Le Havre paddle steamer
Built by Chantier Normand at Le Havre in 1851, Le Gygne ran for many years between Le Havre, Trouville and Rouen. After a change of ownerhip in 1894, she was transferred to the Gorey-Carteret route and underwent a complete refit in 1896-97. She was finally scrapped in 1912.
She was originally operated by La compagnie des paquebots à Vapeur Le Havre–Caen, which, in 1890, became Cie Anonyme des Paquebots à Vapeur entre Le Havre, Caen, Honfleur, et Les Ports de la Normandie
Although some histories suggest that she was on this route until 1907, one of our photographs dates from 1909, and another perhaps from the following year, nearly 60 years after she was built, which was an extraordinary time in service for a boat built in the middle of the 19th century.
She was 42.3 metres long with a beam of 5.1 metres, and could carry 400 passengers and 78 tons of cargo.

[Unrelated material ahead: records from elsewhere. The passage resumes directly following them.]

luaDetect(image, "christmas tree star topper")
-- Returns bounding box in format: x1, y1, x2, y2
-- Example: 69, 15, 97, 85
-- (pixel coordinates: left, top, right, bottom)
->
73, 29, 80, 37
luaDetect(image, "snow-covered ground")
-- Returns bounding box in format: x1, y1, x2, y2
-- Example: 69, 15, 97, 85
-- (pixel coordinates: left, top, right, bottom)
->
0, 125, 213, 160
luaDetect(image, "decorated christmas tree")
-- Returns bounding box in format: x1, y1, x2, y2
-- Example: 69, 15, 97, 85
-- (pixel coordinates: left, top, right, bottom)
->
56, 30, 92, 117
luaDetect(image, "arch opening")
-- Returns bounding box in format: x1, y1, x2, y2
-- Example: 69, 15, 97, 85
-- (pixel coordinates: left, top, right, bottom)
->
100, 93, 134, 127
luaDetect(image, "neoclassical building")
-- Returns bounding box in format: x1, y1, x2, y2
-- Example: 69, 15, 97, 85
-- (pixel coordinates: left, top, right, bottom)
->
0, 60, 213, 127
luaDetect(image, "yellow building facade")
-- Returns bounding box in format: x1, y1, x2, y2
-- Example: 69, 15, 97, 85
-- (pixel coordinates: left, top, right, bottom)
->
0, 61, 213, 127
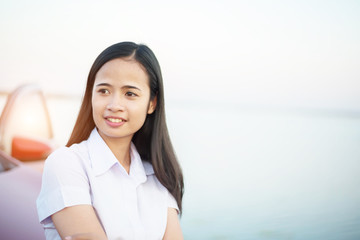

The refit extended her length to 45 metres and added passenger accommodation. She was of unusual construction, with the funnel forward of the bridge. She was lucky to be completed because a fire which ravaged the shipyard was extinguished by workers outside the building where she was under construction.
Le Cygne, which spent winters at her home port of Rouen, is not to be confused with Cygnus, another, larger paddle steamer, which was built in 1854 and operated between Jersey and Weymouth from 1857.